Communications travel at the speed of light between Earth and Mars. That’s three minutes, plus maybe a minute for Adi to hack the harvester, and a minute for me to get here, Xaea thought, as her cockpit slid into a domed cocoon and the displays lit up. She entered her target destination, grid 99871, and the countdown started.

BUFFERING 3:03… BUFFERING 3:02… BUFFERING 3:01…

Adi glanced back at the feed from the security cameras around the harvesters. Two showed nothing but static. The others were crawling with zealots. There was no sound through the feed, but Adi new they were screaming. Their limbs flailed, breaking acrimoniously against the carbon shell of the harvester. Carbon was strong, they would never break in, but it was also highly conductive. Another camera gone.
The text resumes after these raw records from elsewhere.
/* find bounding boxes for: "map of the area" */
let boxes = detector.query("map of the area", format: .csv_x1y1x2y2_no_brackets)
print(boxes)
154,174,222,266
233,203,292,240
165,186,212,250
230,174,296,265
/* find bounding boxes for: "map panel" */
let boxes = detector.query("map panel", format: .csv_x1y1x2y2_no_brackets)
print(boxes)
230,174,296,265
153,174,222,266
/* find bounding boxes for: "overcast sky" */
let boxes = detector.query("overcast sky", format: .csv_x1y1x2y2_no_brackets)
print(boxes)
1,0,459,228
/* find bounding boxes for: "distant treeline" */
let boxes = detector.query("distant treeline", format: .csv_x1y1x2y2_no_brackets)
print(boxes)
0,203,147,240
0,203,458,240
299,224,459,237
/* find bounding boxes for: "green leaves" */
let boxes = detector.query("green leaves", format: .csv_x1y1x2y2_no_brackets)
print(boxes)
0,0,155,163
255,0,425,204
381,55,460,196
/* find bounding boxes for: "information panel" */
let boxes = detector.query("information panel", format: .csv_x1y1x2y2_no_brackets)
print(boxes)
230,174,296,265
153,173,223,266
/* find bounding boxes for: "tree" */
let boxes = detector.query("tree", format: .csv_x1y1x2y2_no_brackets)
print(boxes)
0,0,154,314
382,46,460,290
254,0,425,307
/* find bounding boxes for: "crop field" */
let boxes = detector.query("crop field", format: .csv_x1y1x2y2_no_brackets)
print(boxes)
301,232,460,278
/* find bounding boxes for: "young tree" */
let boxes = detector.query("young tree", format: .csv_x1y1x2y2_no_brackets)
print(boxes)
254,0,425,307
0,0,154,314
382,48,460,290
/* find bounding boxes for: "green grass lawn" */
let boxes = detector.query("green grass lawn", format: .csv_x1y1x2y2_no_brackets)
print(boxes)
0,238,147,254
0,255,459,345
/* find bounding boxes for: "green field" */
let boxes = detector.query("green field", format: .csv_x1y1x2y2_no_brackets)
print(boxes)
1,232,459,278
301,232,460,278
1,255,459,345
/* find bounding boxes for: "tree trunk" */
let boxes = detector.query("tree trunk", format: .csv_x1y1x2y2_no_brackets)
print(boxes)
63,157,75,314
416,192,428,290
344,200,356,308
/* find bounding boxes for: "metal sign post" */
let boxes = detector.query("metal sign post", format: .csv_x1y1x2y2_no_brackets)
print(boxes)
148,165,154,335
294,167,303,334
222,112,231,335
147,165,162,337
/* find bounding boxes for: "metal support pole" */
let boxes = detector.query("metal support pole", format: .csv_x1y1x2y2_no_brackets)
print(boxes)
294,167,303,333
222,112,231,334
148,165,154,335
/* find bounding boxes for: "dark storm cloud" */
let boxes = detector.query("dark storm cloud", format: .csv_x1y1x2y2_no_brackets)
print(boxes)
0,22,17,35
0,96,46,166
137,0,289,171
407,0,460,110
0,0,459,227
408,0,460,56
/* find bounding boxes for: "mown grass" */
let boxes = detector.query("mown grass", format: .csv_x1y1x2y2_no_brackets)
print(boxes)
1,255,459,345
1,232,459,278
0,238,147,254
The zealots tore them away to get access to the power lines. He looked at his watch. It had been five minutes since he sent the text to Xaea. No way to know when or if she saw it. He looked back up at the control panel. Another camera gone. Power availability was dropping fast. The harvester could only produce 2 gigawatts, enough to power life support systems, the containment module, and the machine. Fighting the zealots was pointless; it would only put additional strain on the fusion reactor. They would never stop coming while the machine was off. The zealot’s hunger for power was animal, their lust for electricity instinctual.

A fifth camera went to static as Adi sat down, picked up Badgerblood, and began to read. His breathing slowed and he felt a sense of peace and clarity. His heart rate slowed. He reached up, placing two fingers on the tattoo just above his sternum. Xaea was coming.

BUFFERING 0:03… BUFFERING 0:02… BUFFERING 0:01…

Xaea’s simulation came to life. She was in a drone launched from a suburb in grid 99800. She turned the drone North toward the city and began to accelerate. “Hold on, Adi,” she cried aloud, expertly navigating through the dust devils, “I’m coming!”

Two minutes later, Xaea’s drone arrived at Harvester 99871. She circled once, then launched a decoy reactor about 200 meters from the site. The swarm of zealots moved like angry bees, dismounting the harvester and rushing the new, pulsing energy source. Xaea maneuvered the drone into position and docked with the containment module, initiating the transfer of the isotope. Her system confirmed 235, and she barely noticed the shockwave ripple through the dust around the drone as the decoy reactor exploded like a grenade in a blinding flash of pure light.

Xaea undocked the drone, diving from side to side as she climbed to dislodge the zealots who leapt after her and clung to the drone’s edges. The decoy had only killed a few hundred of them. The rest were returning to the harvester. Xaea circled high above, camera zoomed in on the machine below. The system log showed that power dropped to 5% just three minutes before she arrived. Life support systems had been shut off by the operator at that moment to preserve power for the containment module. They came back online when the drone docked. Three minutes without air.

“Please,” Xaea whispered to the stars as she reached up and placed two fingers just above her sternum, touching the silver, heart-shaped tattoo. Three minutes more and that locket would tell her everything.